Increasing the superannuation guarantee (SG) to 12% will leave the average worker with an extra $18,100, not $30,000 worse off as the Grattan Institute had claimed, Industry Super Australia (ISA) has argued.
ISA hit back at the Grattan Institute’s claim stating it was ‘flawed and misleading’ as its own analysis found workers would end up with $50,000 more than the Grattan modelling.
ISA said that a married couple on average full-time wages would have an extra $44,300 in income over their lifetime, and extra $100,000 for above-average earners. It noted that the Grattan model did not analyse women or couples.
ISA chief executive, Bernie Dean, said: “The claims made by the Grattan Institute are based on a fantasy world that doesn’t exist.
“What’s not a fantasy is the impact cutting the super increase would have on people in retirement. They would end up with less to support themselves and their family, while everyone would pay to support more people on the pension.
“There is no Australian evidence to support claims there is an equivalent trade-off between wages and super.
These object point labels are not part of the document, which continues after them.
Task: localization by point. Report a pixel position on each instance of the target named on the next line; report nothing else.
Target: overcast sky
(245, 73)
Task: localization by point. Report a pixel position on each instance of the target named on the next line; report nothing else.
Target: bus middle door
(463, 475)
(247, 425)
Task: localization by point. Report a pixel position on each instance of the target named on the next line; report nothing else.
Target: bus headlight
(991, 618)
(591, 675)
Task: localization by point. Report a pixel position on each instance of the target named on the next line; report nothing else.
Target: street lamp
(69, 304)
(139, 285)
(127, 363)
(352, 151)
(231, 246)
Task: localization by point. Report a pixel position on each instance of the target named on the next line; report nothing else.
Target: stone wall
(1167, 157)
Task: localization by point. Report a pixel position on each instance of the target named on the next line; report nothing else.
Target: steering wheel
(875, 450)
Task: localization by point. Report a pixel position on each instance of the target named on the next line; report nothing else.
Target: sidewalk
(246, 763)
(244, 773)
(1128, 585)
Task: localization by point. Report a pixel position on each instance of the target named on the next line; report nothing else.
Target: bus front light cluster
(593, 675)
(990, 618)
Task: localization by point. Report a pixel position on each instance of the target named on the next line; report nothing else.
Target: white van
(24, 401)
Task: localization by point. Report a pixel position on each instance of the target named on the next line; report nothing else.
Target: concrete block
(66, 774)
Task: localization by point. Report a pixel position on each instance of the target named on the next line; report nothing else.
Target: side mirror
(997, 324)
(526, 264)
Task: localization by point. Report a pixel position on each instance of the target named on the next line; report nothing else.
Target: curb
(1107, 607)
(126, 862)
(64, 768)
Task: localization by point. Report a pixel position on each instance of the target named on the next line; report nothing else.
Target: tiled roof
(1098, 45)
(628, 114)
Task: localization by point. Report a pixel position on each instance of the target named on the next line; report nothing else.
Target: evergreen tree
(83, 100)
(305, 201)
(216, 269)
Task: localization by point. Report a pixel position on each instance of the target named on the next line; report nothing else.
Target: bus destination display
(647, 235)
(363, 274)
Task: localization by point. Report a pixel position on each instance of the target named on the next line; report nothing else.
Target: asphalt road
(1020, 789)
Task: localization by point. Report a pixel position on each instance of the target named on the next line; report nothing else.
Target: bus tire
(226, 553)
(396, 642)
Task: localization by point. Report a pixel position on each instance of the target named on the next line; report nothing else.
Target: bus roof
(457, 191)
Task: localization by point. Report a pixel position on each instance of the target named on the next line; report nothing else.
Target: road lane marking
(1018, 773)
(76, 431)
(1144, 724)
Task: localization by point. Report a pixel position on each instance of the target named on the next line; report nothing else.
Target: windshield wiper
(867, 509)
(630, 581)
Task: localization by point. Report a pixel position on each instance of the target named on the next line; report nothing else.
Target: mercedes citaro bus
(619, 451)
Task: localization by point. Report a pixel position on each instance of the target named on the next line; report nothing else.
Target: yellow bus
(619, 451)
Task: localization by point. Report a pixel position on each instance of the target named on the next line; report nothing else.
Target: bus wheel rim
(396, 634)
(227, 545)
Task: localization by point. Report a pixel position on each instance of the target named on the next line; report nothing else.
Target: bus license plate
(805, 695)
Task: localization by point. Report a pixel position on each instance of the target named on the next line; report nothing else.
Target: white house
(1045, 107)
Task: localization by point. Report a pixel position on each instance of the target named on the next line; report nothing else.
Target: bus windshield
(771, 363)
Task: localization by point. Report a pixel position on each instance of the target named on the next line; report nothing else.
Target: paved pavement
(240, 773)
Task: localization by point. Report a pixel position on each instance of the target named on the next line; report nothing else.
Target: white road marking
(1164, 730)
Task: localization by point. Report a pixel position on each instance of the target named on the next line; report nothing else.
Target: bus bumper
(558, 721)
This clearly shows that if super increases, workers will end up with more money over their life – not less.”
ISA also said that the Grattan model that claimed an increase in super contributions would result in an equivalent reduction in wages was also false, and the potential effect was less than 1%.
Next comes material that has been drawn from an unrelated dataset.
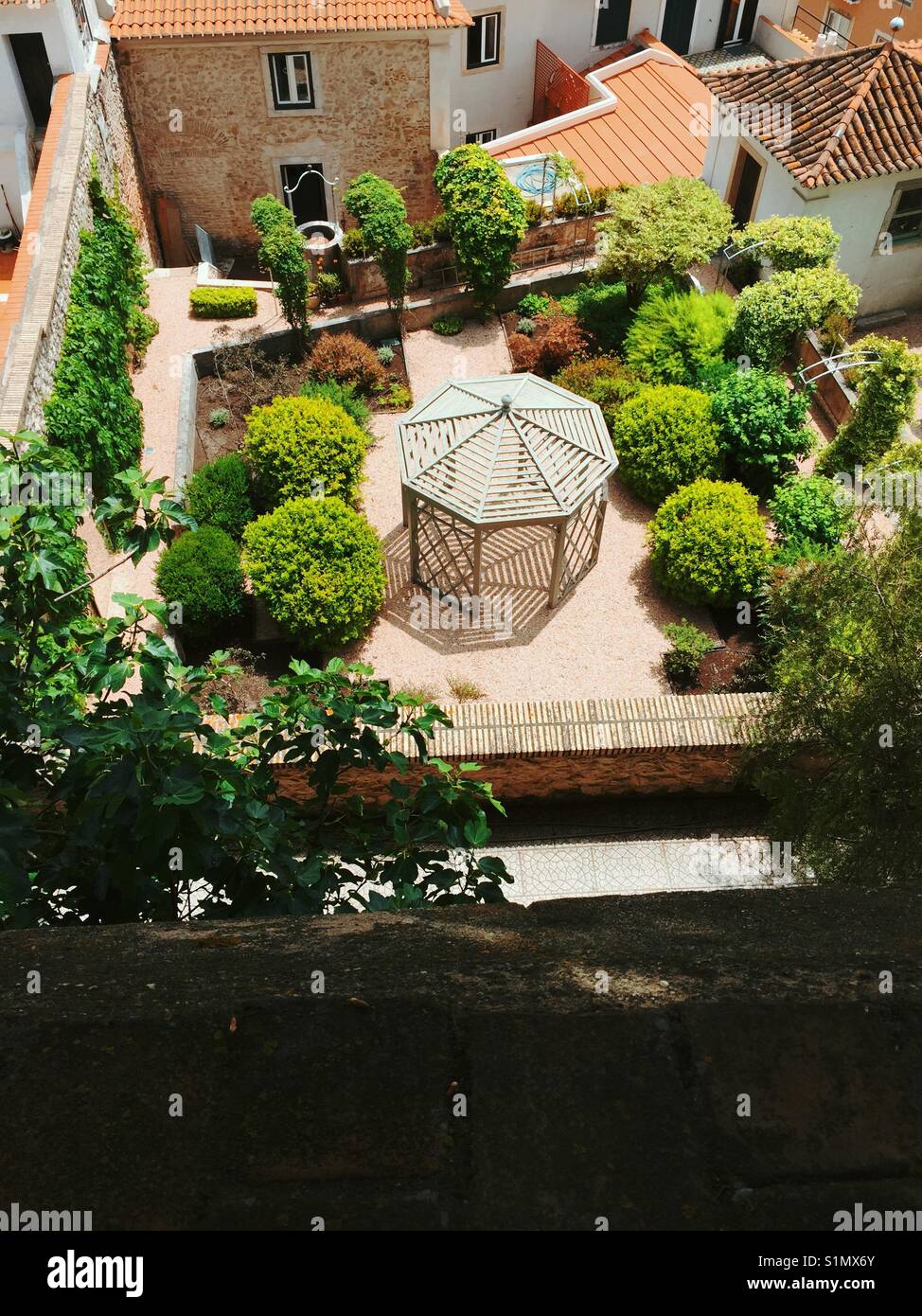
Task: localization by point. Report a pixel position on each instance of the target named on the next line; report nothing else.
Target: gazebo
(480, 455)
“There is no demonstrated equivalent trade-off between super and wages, and the small potential reduction that could exist is readily offset by the greater compound interest that will be earned on increased super contributions, which will result in much higher incomes in retirement,” ISA said.
“Any small potential impact on wages would be further offset by increases in the amount of personal tax paid – because super is taxed less than wages – and the impact it would have on family tax benefits, making very little difference to a person’s working life income.
“This means workers will end up benefitting from a bigger total remuneration package than they would without the increase.”